RECURSO EXTRAORDINÁRIO

Relator: Min. RICARDO LEWANDOWSKI

Julgamento: 26/08/2009 Órgão Julgador: Tribunal Pleno


EMENTA: CONSTITUCIONAL. RESPONSABILIDADE DO ESTADO. ART. 37, § 6º, DA CONSTITUIÇÃO. PESSOAS JURÍDICAS DE DIREITO PRIVADO PRESTADORAS DE SERVIÇO PÚBLICO. CONCESSIONÁRIO OU PERMISSIONÁRIO DO SERVIÇO DE TRANSPORTE COLETIVO. RESPONSABILIDADE OBJETIVA EM RELAÇÃO A TERCEIROS NÃO-USUÁRIOS DO SERVIÇO. RECURSO DESPROVIDO. I - A responsabilidade civil das pessoas jurídicas de direito privado prestadoras de serviço público é objetiva relativamente a terceiros usuários e não-usuários do serviço, segundo decorre do art. 37, § 6º, da Constituição Federal.
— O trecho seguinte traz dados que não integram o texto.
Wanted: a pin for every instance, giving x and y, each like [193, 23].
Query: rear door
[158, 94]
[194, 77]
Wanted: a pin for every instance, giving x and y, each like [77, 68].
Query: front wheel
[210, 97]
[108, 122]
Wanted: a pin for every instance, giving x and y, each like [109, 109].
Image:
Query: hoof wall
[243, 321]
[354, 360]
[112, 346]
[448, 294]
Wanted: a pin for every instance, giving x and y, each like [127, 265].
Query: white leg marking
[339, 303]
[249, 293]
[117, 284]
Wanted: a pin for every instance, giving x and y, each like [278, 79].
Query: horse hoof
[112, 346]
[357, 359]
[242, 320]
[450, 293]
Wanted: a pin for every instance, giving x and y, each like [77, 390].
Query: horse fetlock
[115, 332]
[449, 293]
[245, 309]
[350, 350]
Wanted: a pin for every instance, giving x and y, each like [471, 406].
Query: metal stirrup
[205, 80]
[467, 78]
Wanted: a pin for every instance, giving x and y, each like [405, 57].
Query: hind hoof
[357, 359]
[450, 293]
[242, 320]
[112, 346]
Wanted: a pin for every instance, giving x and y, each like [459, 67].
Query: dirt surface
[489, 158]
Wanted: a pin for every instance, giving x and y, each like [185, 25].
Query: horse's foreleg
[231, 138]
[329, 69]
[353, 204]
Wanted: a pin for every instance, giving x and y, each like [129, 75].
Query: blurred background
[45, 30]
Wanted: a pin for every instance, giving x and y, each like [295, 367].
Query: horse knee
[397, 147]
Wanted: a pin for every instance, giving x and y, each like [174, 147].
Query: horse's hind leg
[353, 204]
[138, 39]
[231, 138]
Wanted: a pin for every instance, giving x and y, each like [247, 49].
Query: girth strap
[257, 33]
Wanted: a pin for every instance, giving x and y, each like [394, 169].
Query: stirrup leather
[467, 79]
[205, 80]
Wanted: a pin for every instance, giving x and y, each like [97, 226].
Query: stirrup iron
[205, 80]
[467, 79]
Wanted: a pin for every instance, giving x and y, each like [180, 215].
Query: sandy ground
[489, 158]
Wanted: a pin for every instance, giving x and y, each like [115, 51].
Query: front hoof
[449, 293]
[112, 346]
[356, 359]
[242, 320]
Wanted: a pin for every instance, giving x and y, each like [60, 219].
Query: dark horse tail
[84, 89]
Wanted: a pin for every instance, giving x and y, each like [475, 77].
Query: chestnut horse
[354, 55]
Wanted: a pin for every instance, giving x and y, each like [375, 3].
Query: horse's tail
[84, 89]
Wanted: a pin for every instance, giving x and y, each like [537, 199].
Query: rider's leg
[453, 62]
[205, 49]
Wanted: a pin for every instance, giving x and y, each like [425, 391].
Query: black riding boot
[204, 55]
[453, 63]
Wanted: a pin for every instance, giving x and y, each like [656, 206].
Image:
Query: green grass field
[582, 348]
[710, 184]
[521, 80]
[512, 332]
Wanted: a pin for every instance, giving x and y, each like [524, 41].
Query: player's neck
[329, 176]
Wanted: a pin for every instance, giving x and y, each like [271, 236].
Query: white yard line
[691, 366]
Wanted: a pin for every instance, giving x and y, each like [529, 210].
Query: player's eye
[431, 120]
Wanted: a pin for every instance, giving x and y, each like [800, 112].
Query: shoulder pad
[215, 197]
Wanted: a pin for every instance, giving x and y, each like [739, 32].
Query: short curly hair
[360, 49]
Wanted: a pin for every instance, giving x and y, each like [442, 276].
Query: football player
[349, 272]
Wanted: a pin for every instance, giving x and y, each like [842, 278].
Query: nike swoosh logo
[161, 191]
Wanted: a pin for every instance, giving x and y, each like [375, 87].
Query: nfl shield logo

II - A inequívoca presença do nexo de causalidade entre o ato administrativo e o dano causado ao terceiro não-usuário do serviço público, é condição su ficiente para estabelecer a responsabilidade objetiva da pessoa jurídica de direito privado. III - Recurso extraordinário desprovido.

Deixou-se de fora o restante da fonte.